Na mesma época, o setor de construção civil era um dos poucos aquecidos e precisando de mão de obra. Assim, nasceu o Fazendeiras, com o objetivo de capacitar as mulheres tanto para o mercado de trabalho como para realizar reformas em suas casas e nas moradias da comunidade.
Os cursos são oferecidos por moradores que já atuam na área como pedreiros e azulejistas e por parceiros, entre eles Tintas Coral e Senai.
Tainá, 26 anos, é uma das 400 Fazendeiras já treinadas pelo projeto. Há cinco anos, ela soube de uma vaga no curso de azulejista em uma postagem de Ester no grupo da comunidade.
Na época, a jovem estava desempregada e enxergou no anúncio uma grande oportunidade.

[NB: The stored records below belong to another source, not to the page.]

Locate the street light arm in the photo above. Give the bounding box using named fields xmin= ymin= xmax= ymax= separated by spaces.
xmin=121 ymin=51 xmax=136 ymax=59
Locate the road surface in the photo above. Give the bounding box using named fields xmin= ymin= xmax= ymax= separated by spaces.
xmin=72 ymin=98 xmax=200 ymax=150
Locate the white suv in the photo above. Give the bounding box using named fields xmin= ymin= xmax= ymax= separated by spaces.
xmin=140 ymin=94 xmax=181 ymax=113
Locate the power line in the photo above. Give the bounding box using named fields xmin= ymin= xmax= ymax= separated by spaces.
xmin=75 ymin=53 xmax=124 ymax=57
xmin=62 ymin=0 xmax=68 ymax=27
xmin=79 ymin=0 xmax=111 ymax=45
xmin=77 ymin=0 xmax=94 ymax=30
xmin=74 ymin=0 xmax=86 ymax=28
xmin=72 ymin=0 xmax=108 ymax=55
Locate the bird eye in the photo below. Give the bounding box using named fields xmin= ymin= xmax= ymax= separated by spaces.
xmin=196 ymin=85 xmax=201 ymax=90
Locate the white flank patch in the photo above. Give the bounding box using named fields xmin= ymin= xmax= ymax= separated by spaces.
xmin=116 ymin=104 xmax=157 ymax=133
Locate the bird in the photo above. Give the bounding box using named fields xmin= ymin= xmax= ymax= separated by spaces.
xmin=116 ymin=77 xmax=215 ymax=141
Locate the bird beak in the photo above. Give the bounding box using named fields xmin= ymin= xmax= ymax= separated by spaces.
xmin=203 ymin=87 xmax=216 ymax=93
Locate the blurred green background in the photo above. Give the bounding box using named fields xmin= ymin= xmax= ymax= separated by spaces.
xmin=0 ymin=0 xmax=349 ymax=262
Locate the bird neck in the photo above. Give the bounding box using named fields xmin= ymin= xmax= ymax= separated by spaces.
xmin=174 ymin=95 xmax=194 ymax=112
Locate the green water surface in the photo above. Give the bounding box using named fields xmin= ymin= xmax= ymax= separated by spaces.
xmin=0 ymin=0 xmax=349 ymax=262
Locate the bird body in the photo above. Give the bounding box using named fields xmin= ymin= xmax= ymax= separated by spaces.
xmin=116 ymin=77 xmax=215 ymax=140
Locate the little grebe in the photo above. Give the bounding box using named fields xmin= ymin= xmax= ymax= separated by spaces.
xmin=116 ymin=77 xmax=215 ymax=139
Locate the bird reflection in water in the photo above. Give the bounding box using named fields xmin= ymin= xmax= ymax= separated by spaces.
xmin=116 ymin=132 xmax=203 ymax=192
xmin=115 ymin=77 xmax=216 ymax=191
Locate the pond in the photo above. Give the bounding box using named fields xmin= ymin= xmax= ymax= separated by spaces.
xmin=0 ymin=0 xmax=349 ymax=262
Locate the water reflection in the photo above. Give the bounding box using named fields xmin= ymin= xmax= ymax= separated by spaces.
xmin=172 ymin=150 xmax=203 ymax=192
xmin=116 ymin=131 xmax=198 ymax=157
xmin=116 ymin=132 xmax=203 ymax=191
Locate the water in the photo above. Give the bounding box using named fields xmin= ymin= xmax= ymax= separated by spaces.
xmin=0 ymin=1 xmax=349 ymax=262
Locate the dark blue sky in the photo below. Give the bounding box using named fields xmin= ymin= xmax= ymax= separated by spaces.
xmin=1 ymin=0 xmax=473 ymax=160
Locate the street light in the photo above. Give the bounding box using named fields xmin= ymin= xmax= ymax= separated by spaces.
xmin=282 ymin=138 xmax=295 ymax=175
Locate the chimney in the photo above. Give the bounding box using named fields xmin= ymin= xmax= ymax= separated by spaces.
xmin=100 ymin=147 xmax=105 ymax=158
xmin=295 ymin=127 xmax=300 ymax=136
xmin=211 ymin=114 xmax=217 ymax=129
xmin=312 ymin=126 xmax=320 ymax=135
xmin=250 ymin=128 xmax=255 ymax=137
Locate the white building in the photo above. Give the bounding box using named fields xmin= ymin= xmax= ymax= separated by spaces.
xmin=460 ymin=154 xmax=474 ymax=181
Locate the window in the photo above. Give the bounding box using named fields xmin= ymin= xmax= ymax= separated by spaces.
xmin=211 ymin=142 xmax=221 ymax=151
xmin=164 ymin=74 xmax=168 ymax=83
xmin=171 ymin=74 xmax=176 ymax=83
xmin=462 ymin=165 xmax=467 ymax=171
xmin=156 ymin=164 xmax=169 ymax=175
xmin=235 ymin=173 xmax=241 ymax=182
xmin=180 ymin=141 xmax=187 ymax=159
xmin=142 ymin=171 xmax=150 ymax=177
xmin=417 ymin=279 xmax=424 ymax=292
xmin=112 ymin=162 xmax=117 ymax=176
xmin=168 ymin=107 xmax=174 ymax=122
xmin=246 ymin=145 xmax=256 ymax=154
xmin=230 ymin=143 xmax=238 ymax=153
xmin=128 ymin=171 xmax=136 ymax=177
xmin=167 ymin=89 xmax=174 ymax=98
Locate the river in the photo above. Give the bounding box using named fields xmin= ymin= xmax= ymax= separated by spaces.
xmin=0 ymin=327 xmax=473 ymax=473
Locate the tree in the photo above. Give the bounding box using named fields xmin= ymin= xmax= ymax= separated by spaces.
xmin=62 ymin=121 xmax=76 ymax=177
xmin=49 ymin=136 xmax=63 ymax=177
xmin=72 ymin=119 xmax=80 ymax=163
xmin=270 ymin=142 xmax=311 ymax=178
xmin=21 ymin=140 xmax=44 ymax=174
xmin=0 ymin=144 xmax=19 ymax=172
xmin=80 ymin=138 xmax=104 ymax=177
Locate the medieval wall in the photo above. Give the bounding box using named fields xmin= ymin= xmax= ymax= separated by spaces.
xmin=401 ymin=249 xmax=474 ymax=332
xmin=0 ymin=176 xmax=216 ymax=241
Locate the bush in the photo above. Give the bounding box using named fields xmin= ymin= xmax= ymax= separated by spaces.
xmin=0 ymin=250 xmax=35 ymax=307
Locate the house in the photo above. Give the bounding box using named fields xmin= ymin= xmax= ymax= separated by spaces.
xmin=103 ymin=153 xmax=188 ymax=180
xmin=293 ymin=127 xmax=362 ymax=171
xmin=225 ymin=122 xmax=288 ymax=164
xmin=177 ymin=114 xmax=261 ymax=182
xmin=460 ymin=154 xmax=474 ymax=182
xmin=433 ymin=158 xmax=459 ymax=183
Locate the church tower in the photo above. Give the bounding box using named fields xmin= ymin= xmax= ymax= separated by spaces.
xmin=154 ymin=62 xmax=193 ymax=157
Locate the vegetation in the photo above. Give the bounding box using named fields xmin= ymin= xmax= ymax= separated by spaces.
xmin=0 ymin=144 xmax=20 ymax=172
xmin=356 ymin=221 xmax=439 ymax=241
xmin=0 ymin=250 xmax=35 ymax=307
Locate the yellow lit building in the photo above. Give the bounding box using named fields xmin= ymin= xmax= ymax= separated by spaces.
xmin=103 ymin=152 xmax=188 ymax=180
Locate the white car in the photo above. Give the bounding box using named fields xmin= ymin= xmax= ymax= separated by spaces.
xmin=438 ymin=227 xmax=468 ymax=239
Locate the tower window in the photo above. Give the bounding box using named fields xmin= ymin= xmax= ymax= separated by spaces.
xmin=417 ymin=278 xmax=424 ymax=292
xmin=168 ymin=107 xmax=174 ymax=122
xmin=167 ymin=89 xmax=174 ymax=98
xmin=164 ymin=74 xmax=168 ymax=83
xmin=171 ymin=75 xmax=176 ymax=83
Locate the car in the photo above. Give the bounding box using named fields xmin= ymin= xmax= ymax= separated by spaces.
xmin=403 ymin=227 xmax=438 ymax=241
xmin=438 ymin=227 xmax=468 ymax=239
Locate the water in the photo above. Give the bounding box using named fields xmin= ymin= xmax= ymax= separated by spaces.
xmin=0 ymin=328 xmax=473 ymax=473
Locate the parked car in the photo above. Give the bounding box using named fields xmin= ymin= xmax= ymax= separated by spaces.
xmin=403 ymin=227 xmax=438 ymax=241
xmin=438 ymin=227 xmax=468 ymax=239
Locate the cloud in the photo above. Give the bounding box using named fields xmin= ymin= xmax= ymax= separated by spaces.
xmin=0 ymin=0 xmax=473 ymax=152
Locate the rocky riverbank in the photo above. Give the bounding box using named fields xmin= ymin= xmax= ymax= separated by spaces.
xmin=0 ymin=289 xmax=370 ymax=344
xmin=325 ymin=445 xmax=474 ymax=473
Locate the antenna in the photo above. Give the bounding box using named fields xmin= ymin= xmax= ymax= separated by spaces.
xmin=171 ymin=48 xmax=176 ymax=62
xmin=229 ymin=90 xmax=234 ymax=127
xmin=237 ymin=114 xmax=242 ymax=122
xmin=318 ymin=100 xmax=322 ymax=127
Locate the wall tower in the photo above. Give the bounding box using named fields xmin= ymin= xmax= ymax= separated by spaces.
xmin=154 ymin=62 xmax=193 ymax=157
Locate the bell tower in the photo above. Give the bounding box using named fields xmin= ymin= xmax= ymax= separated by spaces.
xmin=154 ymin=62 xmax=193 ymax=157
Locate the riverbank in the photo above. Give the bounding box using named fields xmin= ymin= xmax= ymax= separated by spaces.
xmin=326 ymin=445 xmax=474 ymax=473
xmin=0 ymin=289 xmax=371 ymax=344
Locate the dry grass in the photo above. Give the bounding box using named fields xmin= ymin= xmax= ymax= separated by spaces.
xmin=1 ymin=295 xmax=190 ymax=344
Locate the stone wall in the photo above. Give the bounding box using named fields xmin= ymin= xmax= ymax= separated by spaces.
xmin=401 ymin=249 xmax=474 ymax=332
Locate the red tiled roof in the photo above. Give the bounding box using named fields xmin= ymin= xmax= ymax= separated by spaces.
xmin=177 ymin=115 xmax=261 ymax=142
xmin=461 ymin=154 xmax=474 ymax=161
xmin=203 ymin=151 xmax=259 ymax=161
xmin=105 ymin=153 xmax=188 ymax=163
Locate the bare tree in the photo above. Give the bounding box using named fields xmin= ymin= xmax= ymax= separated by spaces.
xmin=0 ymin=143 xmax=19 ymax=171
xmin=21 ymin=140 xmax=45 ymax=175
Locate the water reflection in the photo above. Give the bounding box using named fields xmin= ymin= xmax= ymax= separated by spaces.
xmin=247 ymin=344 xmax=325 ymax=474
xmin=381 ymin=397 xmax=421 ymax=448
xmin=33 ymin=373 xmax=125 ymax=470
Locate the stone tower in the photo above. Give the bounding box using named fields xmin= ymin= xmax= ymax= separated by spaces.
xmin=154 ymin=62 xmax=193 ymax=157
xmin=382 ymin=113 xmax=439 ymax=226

Não fez apenas o curso de azulejista, como também o de pintura, elétrica e de instalação de piso vinílico.
“Me especializei nos cursos e foi muito bom para mim, porque eu tive uma noção de como colocar piso, pintar uma casa... sou apaixonada por pintar casas", conta.
Hoje em dia, Tainá põe a “mão na massa” em sua própria casa, na de parentes e, claro, nas reformas do Jardim Colombo. Ela trabalha como coordenadora do Fazendeiras.
Como ela diz: "Ver o sorriso no rosto das pessoas, às vezes, só por causa de uma parede ou de uma fachada pintada, é muito gratificante”. E, assim, Ester vai "formando" uma legião de arquitetos sociais.